Birchwood Kitchen, on the other hand, is your classic café, an inviting, clean, well-lit spot. It’s filled with the usual complement of happy Wickster’s (Wicker Park hipsters) on the hunt for sustainable, local eats, sipping Metropolis java amidst distressed wood counters, rustic wood tables, a calming two-tone blue-paint scheme, and a bevy of lazy slow-whirring silver-blade fans. The menus here are stylish typographic specimens printed on thick off-white card stock. Birchwood’s helmed by a former Pastoral fromager, the amiable and proud Daniel Sirko. His tattooed, do-rag, tight vintage t-shirt and baseball-cap-wearing crew is basically a mirror image of the patrons. Watching them practically “whistle while they work,” you get the sense that there’s some kind of weird mind experiment going on here spawning the kind of freaky cheerfulness you always find in Potbelly and Trader Joe’s employees.

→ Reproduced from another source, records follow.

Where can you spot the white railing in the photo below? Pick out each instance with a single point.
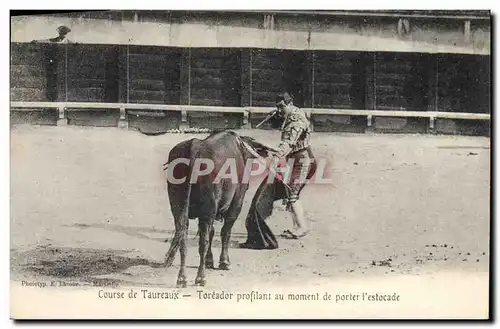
(63, 107)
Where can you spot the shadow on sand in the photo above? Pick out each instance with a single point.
(160, 235)
(76, 263)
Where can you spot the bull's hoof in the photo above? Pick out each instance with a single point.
(200, 282)
(224, 266)
(182, 283)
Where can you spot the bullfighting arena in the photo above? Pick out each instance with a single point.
(409, 214)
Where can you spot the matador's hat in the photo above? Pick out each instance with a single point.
(284, 97)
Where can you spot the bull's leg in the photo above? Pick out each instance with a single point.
(209, 261)
(224, 262)
(181, 278)
(231, 216)
(205, 226)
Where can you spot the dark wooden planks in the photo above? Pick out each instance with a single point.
(154, 75)
(215, 77)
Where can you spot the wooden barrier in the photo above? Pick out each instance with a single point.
(63, 107)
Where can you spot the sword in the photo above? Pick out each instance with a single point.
(269, 116)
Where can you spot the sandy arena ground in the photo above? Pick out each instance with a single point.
(90, 204)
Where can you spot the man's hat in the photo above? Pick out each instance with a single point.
(284, 97)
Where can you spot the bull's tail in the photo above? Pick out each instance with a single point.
(181, 222)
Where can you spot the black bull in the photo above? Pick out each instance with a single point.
(206, 199)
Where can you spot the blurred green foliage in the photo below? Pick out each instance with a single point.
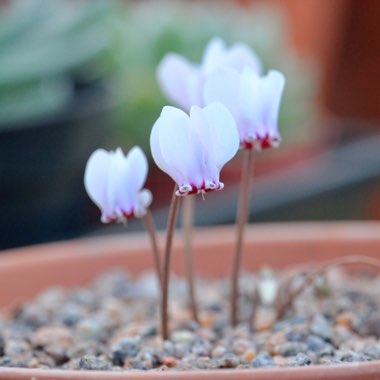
(47, 47)
(153, 28)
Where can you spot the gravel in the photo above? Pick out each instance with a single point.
(112, 325)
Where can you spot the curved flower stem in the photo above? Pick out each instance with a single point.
(310, 277)
(187, 222)
(166, 264)
(149, 225)
(242, 218)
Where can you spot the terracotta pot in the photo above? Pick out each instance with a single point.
(26, 271)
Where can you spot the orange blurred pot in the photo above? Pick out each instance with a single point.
(26, 271)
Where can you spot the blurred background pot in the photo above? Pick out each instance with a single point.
(26, 271)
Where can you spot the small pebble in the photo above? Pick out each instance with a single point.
(299, 360)
(291, 348)
(263, 360)
(182, 336)
(321, 326)
(94, 363)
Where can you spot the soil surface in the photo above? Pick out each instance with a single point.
(112, 324)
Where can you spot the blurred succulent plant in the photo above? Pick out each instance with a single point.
(152, 29)
(46, 48)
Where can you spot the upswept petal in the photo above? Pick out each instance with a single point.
(221, 135)
(178, 146)
(192, 150)
(96, 171)
(223, 86)
(179, 81)
(118, 180)
(120, 194)
(274, 86)
(138, 167)
(250, 96)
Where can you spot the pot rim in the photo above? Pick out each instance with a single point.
(320, 237)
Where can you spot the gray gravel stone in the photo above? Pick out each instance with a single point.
(94, 363)
(319, 345)
(300, 360)
(321, 326)
(263, 360)
(126, 349)
(291, 348)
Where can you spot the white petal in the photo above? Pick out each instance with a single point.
(138, 164)
(223, 86)
(179, 81)
(251, 102)
(144, 201)
(120, 196)
(222, 136)
(95, 177)
(179, 146)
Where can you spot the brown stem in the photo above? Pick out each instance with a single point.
(242, 218)
(187, 222)
(166, 264)
(149, 225)
(310, 277)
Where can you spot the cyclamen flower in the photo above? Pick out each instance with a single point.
(182, 81)
(114, 183)
(253, 100)
(193, 149)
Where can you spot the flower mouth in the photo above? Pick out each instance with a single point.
(119, 216)
(206, 187)
(261, 143)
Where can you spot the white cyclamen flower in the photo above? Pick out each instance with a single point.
(114, 183)
(253, 100)
(182, 81)
(193, 149)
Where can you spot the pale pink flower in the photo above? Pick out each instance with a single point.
(182, 81)
(254, 102)
(114, 183)
(193, 149)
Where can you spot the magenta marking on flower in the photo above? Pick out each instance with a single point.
(206, 187)
(261, 143)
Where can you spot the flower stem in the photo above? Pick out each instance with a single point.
(242, 218)
(149, 225)
(166, 265)
(310, 277)
(187, 222)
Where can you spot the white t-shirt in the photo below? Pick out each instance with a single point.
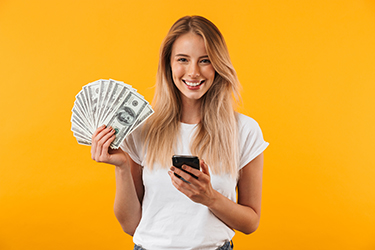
(170, 220)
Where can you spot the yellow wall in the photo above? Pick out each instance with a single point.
(308, 75)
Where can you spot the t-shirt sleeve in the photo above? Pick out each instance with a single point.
(132, 146)
(252, 143)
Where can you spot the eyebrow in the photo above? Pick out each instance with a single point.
(189, 56)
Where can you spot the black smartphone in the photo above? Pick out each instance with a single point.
(189, 160)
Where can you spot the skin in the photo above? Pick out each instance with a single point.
(190, 62)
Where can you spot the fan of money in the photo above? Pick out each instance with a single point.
(111, 103)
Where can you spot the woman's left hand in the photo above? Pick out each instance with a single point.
(198, 189)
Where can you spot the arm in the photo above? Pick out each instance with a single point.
(129, 187)
(243, 216)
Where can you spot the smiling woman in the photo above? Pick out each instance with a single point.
(192, 71)
(194, 115)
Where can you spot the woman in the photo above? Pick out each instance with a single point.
(194, 115)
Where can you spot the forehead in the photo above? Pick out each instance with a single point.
(189, 44)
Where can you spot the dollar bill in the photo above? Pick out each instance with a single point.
(125, 117)
(110, 102)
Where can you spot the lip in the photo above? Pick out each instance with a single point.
(193, 84)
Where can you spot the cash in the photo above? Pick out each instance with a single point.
(111, 103)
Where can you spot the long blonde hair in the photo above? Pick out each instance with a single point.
(216, 137)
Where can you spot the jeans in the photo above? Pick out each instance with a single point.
(227, 246)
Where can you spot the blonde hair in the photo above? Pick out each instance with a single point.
(216, 137)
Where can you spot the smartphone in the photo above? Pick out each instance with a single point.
(189, 160)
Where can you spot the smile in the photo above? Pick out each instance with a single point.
(193, 83)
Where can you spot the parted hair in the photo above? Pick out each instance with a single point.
(216, 137)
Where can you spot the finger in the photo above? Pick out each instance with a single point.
(98, 130)
(186, 176)
(99, 141)
(180, 185)
(205, 168)
(109, 138)
(93, 142)
(192, 170)
(104, 143)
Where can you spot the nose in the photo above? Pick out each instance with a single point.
(193, 71)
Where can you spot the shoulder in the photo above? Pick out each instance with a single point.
(246, 123)
(251, 140)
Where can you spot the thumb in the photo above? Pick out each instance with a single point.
(205, 168)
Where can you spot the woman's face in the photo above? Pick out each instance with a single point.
(192, 70)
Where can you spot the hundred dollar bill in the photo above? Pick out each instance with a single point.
(126, 116)
(105, 97)
(93, 90)
(146, 113)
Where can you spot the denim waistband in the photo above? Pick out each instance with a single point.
(227, 246)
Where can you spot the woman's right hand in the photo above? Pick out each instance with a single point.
(100, 150)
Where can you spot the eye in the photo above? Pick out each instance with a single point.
(181, 59)
(205, 61)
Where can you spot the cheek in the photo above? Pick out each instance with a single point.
(177, 71)
(209, 72)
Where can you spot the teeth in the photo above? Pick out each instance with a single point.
(192, 84)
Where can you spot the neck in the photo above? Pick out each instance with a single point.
(191, 112)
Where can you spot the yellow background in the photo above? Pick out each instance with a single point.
(308, 75)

If you subscribe to the idea that you can feel “the love” from the kitchen, you’d expect Birchwood to be the slam dunk here. Surprisingly, though not by much, Lunch Rolls makes the better sandwich. Here, spicy tender shards of Morrocan lamb are tucked in to a golden-crusted French-style white roll and cooled with sweet bursts of golden raisins and slightly overcooked, but still satisfying, pearls of couscous. The mouth-searing Cajun Shrimp jambalaya is larded with fat-satisfying hunks of chicken and sausage, while creamy parsnip soup is infused with a sweet roasted garlic soul. Smokey whitefish is decent, but requires a lot more of the sweet but parsimonious pour of honey mustard vinaigrette than I got. The biggest quibble here is that the bread is good, but not great, and that flavors skew a little peasant-fueling heavy.

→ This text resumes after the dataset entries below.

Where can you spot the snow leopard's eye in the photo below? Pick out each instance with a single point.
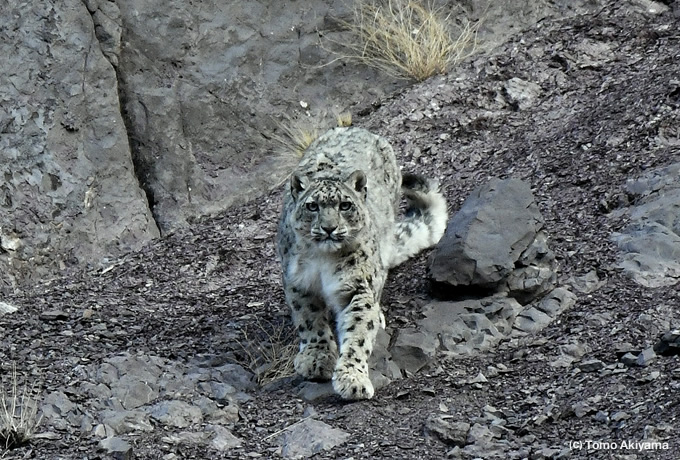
(345, 205)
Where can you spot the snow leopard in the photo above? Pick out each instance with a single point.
(337, 238)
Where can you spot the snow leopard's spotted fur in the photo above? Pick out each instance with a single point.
(337, 238)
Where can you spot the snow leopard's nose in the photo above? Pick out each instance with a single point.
(329, 229)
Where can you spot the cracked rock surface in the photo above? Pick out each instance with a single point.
(145, 358)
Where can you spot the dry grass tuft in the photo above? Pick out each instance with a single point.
(295, 137)
(408, 39)
(18, 414)
(344, 119)
(268, 351)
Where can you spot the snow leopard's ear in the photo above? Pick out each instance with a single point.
(298, 184)
(357, 180)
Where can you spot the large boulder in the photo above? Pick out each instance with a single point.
(650, 244)
(68, 192)
(496, 243)
(203, 86)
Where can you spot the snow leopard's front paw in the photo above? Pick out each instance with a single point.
(352, 384)
(316, 363)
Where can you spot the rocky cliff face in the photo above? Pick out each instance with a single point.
(140, 358)
(68, 191)
(121, 120)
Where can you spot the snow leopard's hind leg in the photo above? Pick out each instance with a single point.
(357, 326)
(318, 352)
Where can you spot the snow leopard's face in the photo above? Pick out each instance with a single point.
(330, 213)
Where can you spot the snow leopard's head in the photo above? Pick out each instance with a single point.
(330, 212)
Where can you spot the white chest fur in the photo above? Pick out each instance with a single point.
(317, 275)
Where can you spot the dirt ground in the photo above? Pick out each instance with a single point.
(605, 108)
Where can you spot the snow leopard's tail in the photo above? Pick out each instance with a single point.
(424, 221)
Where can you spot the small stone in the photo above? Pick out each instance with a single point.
(118, 448)
(602, 417)
(478, 379)
(6, 308)
(669, 344)
(310, 437)
(312, 391)
(582, 408)
(223, 439)
(629, 359)
(53, 315)
(454, 433)
(647, 356)
(652, 376)
(176, 413)
(591, 365)
(618, 416)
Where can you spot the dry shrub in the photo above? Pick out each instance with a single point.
(407, 38)
(18, 413)
(268, 351)
(294, 137)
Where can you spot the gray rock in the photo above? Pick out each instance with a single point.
(592, 365)
(645, 357)
(521, 93)
(235, 376)
(133, 393)
(537, 316)
(126, 421)
(175, 413)
(312, 391)
(57, 404)
(381, 366)
(69, 193)
(117, 448)
(6, 308)
(413, 349)
(587, 283)
(215, 414)
(470, 326)
(222, 439)
(201, 87)
(650, 245)
(628, 359)
(668, 344)
(309, 437)
(454, 433)
(495, 242)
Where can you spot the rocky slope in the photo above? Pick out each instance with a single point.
(146, 357)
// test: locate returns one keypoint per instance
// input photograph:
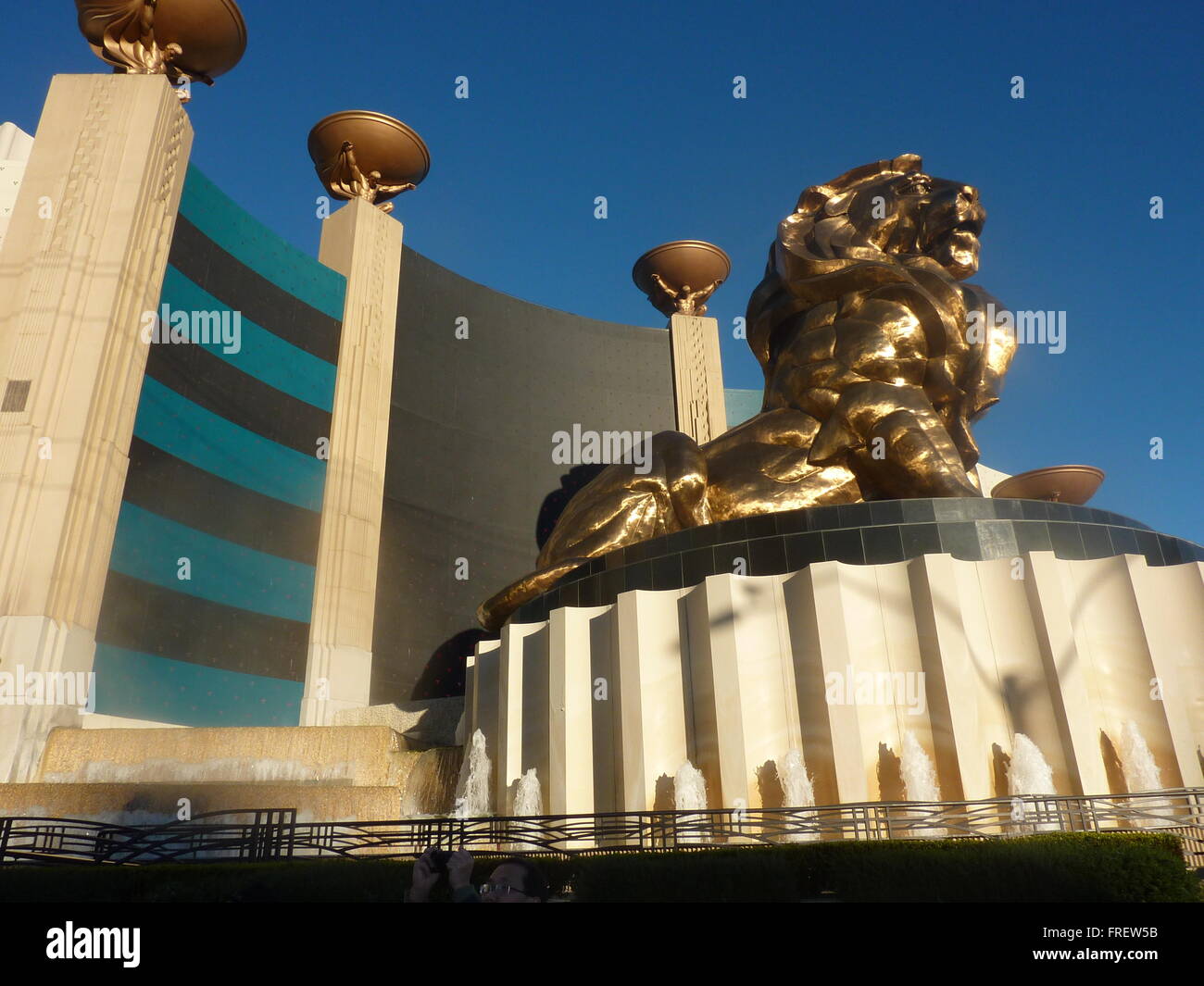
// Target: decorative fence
(259, 834)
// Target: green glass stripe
(155, 549)
(188, 431)
(139, 685)
(254, 351)
(254, 244)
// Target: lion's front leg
(895, 435)
(621, 505)
(625, 505)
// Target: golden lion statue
(875, 356)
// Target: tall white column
(83, 259)
(362, 243)
(697, 377)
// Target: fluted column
(697, 377)
(362, 243)
(83, 259)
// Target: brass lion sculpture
(877, 359)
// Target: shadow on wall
(890, 774)
(554, 504)
(445, 672)
(1115, 772)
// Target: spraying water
(1142, 773)
(919, 773)
(796, 789)
(919, 780)
(472, 793)
(528, 796)
(796, 782)
(689, 788)
(689, 791)
(1030, 773)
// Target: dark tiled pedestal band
(861, 533)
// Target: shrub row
(1060, 867)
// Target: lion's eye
(918, 184)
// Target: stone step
(361, 756)
(159, 803)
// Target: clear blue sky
(633, 101)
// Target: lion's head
(884, 223)
(890, 207)
(889, 244)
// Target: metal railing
(257, 834)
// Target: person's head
(516, 881)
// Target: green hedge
(1063, 867)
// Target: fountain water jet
(472, 793)
(529, 796)
(689, 791)
(919, 780)
(1142, 772)
(796, 789)
(1030, 773)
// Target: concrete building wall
(470, 454)
(206, 613)
(843, 662)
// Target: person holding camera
(513, 881)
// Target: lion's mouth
(972, 227)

Birchwood gets the nod on the bread front by offering a bevy of toothsome hearty sourdough and multi-grain options. There’s also a clean purity of flavor in pickled condiments and homemade cheeses and artisan meats that you don’t find in Lunch Roll’s richer preparations. The “Blue,” featuring flat grilled sourdough piled with luscious pink-tinged roast beef, golden caramelized curls of onion and oozy brandied blue cheese, is kind of like a luxuriant Donald-Trumping-up of the classic patty melt. The beef could use some salt and pepper. The same under-seasoning befalls a rich carrot soup punched up by spicy ginger and cut with surprisingly delightful pickled beets. With a bit of salt from the tableside shaker it’s perfect. The “Speck,” smoked prosciutto on ciabatta, is excellent, but there’s not one funky whiff of the advertised truffle oil, and the celery root cream needs, surprise, more salt, and a touch of acid, maybe a lemon spritz, to offset the richness. The pillowy ciabatta is also too thick and needs to be cut down to achieve a better bun to meat-and-cheese ratio.

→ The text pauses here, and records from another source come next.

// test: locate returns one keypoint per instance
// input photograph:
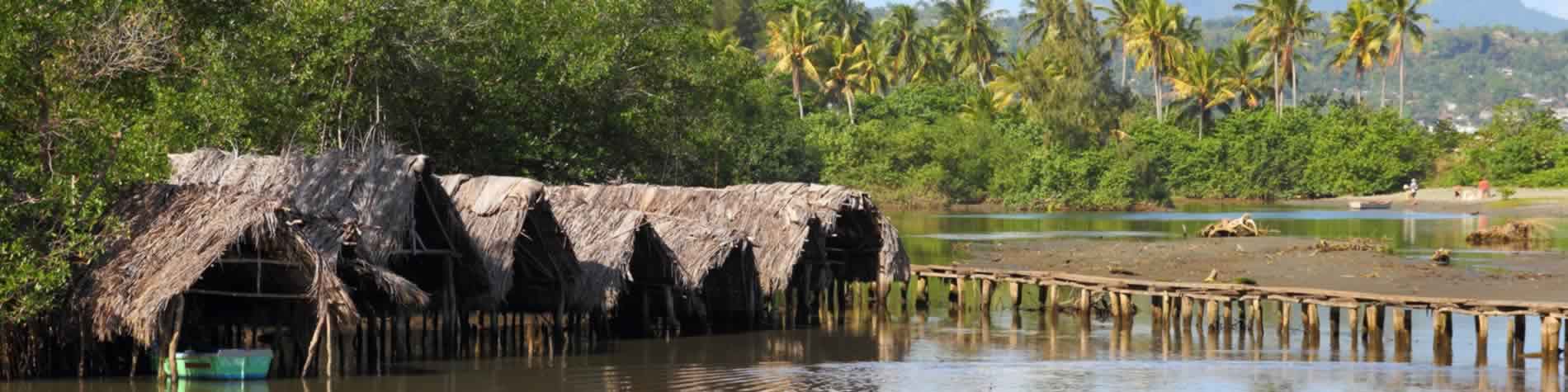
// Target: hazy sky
(1552, 7)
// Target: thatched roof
(176, 235)
(604, 240)
(374, 190)
(494, 212)
(698, 248)
(362, 195)
(777, 219)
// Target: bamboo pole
(1481, 329)
(174, 338)
(315, 338)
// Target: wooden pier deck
(1230, 305)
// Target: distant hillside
(1448, 13)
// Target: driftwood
(1510, 233)
(1233, 228)
(1443, 256)
(1350, 245)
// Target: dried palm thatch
(361, 198)
(510, 221)
(786, 223)
(177, 235)
(1512, 233)
(1235, 228)
(606, 242)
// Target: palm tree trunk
(1203, 116)
(1159, 102)
(1278, 88)
(1123, 64)
(1296, 97)
(850, 97)
(1381, 99)
(796, 83)
(1402, 78)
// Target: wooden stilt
(1333, 322)
(1550, 341)
(1481, 329)
(987, 286)
(1285, 315)
(1017, 295)
(174, 338)
(1400, 322)
(1442, 324)
(1050, 295)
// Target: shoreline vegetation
(918, 106)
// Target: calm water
(940, 350)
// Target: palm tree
(726, 41)
(792, 38)
(1024, 78)
(1041, 17)
(1360, 33)
(1404, 22)
(843, 80)
(846, 17)
(876, 68)
(1158, 36)
(1283, 26)
(902, 31)
(1239, 63)
(1118, 21)
(971, 40)
(1200, 78)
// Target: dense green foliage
(924, 106)
(1303, 153)
(1521, 146)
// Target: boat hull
(226, 364)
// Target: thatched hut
(794, 228)
(711, 280)
(623, 267)
(515, 231)
(376, 210)
(212, 256)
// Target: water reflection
(1003, 350)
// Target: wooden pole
(1481, 329)
(1517, 328)
(1050, 298)
(1333, 322)
(1400, 322)
(1442, 324)
(987, 286)
(1017, 292)
(309, 353)
(174, 338)
(1550, 328)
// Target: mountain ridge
(1448, 13)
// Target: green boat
(224, 364)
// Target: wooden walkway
(1211, 305)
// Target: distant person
(1413, 187)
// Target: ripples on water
(937, 352)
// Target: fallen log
(1233, 228)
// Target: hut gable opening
(526, 254)
(214, 256)
(375, 217)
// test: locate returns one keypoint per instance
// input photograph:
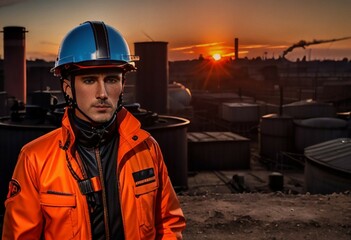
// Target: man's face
(97, 94)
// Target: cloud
(202, 45)
(4, 3)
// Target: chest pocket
(145, 194)
(60, 212)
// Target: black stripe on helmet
(101, 40)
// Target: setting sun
(217, 56)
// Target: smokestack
(15, 82)
(236, 49)
(152, 76)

Despite the shortcomings of these new spots, they are much better than the sad Subways and mediocre McDonald’s alternatives nearby. But, in a perfect world if I could do some “Twin”’s-like tinkering of my own, I’d take the gourmet chef-like understanding of seasoning and balance of Chenier at Lunch Rolls and mix it with the attentive commitment to local topnotch artisanal ingredients and pure flavor at Birchwood to create the perfect sandwich shop specimen.

Lunch Rolls, 112 W. Monroe, (312)551-0000; Birchwood Kitchen, 2211 W. North, (773)276-2100

This article first appeared in Newcity.